Allongé « confortablement », l’anxiété apparaît dès que l’on effectue le serrage des sangles de sécurité et que l’on referme l’enveloppe de tissu. Quasiment momifié, je n’ai qu’une envie, celle de pouvoir au moins conserver mes bras en dehors du brancard. Mais ne me faut-il pas vivre l’expérience dans les conditions de la réalité ? Encapuchonné ainsi de la tête aux pieds, je ne vois que l’ensemble métallique qui protège un peu la tête, ainsi que les sourires narquois de mes collègues sauveteurs. |
Qui a dit plus jamais ?
Quant au souvenir de ce fameux décrochage vécu en 1987, je constatais qu’il fut trop vite oublié. En effet seize années plus tard, il devait se reproduire avec une Alouette III du secours en montagne de la Gendarmerie. Ce nouvel incident eut cette fois des conséquences plus graves. Réglementairement signalé au Bureau d’Enquêtes et d’Analyses (BEA), les enquêteurs ont pu, à leur tour, en cerner les causes et les consigner dans un rapport officiel (nota : erreur dans l’orthographe de Piguillem). A noter également que ce document primordial semble n’avoir jamais été porté à l’attention des personnels des Bases de la Sécurité civile pourtant placés eux aussi au cœur du problème.

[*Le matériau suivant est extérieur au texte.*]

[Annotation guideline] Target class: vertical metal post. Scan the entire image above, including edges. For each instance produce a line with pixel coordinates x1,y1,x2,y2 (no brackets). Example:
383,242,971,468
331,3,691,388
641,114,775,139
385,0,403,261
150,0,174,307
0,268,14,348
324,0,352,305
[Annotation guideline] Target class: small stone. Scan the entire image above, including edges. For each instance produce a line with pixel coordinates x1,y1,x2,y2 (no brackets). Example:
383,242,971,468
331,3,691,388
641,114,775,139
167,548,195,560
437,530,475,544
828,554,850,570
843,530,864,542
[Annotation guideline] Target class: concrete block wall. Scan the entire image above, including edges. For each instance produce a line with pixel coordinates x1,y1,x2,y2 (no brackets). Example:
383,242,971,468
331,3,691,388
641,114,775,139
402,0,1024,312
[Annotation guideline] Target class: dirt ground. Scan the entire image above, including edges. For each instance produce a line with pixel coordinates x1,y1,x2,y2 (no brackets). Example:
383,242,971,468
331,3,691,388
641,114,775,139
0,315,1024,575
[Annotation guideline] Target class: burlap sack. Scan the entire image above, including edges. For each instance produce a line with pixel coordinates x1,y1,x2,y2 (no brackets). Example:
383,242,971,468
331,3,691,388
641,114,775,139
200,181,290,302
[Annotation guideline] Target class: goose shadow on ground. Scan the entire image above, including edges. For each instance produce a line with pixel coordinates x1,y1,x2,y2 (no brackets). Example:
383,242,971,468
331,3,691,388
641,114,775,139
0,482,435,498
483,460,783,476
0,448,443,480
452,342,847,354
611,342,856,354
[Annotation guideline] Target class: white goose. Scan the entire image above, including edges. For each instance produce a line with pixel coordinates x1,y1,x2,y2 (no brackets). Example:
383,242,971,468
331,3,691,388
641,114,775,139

Néanmoins, les défaillances techniques ou les maladresses humaines vécues au cours de l’utilisation de cette civière demeurent insignifiantes au regard des milliers de personnes dont l’intégrité physique fut ainsi assurée, grâce à l’ingéniosité de son
concepteur au prénom prédestiné « Sauveur PIGUILLEM ».
De nos jours, après avoir été largement répandue dans tous les services de secours de montagne, en milieu urbain et même en spéléo, sa version d’origine demeure encore régulièrement utilisée sur les appareils actuels, notamment ceux de la Gendarmerie, de la Sécurité civile et d’autres acteurs du secours héliporté.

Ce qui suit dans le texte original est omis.